Interessante como se tratam os mesmos, sempre os mesmos, que ainda não há três anos nos "bombardeavam" por publicarmos opiniões plurais, criticarmos o então estado de coisas e, sem bicos de pés nem autopromoções, cumprirmos, com o rigor possível, aquilo que são os nossos deveres éticos, profissionais e o nosso estatuto editorial. Quando "o vento mudou" e sem surpresas, metamorfosearam-se rapidamente e, em silêncio, passando-se para as bandas onde a aragem sopra agora mais forte, continuaram (e mantêm) a sua vela sempre acesa. Só que agora no sentido inverso, fazendo, porém, o mesmo "trabalho" de sempre.

Há, entre muitos outros, um dano que deixou marcas gigantescas que só o tempo e uma acção vigorosa poderão fazer recuperar: a inexistência generalizada de um código moral de conduta sob o ponto de vista das relações sociais. A imoralidade - pior ainda, a amoralidade com que se adaptaram às circunstâncias e como conduzem a sua vida - obriga-os, permanentemente, a tentar condicionar sempre que podem o trabalho alheio. Principalmente de quem não lhes cai no goto, não é obediente, não baixa a cabeça nem vira servo de coisa alguma que não seja o seu próprio pensamento, a sua própria consciência. A invenção, o recurso à mentira, a pressão mais ou menos encapotada, sempre na sombra, sempre em esconderijos, dando uma no cravo outra na ferradura, são a imagem de marca da qual já não se conseguem ver livres.

Lembrámo-nos de tudo isto por termos acabado de perder um colega. Por sinal, era o mais velho de toda a equipa do jornal, com todas as consequências que daí advinham. Uma delas era o retorno em pensamento a um passado historicamente recente, mas do ponto de vista da vida individual já não tão novo assim. Nos fechos do jornal, tínhamos o nosso Luís Bessa a contar histórias e estórias das suas vivências, da sua juventude - como a de quase todos da sua geração - de militância absoluta, de entrega total, de crença num país diferente, como se estivesse ali à frente, e, se todos fizéssemos por isso, ia ser alcançado com relativa facilidade. Por muitas razões que hão-de ser estudadas (algumas já o estão a ser), não o conseguimos. A utopia deu lugar à desesperança e não nos mostrámos (todos!) à altura do que alcançámos a 11 de Novembro de 1975.
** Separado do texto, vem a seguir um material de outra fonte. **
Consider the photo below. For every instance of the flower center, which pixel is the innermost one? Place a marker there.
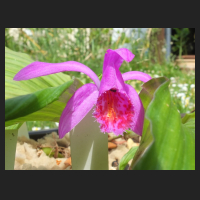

A dimensão humanista e solidária que presidiu à gesta da luta de libertação nacional cedo se quebrou por nossa responsabilidade, por mais que necessariamente tenhamos que nos lembrar das pressões políticas do exterior, das invasões sul-africanas ou do interesse das grandes potências em terem Angola à sua inteira disposição.

Teremos deixado o caminho aberto para os homúnculos, mal as gerações que sabiam o valor da dignidade, da moral e da verticalidade começaram a desaparecer. Nós, como facilmente se compreenderá, seguiremos sendo fiéis aos compromissos assumidos por este jornal desde a sua criação. Continuaremos a agradar e a desagradar, consoante as tácticas e as estratégias dos homúnculos.

Temos pena, mas já é demasiado tarde para mudarmos. E, lembrando o nosso eterno companheiro de muitas noites e madrugadas, aqui fica um dos recados que gostavas tanto de dar, Luís, ainda que, reconheçamo-lo, tenha um carácter muito classista: "Não vá o sapateiro além da chinela".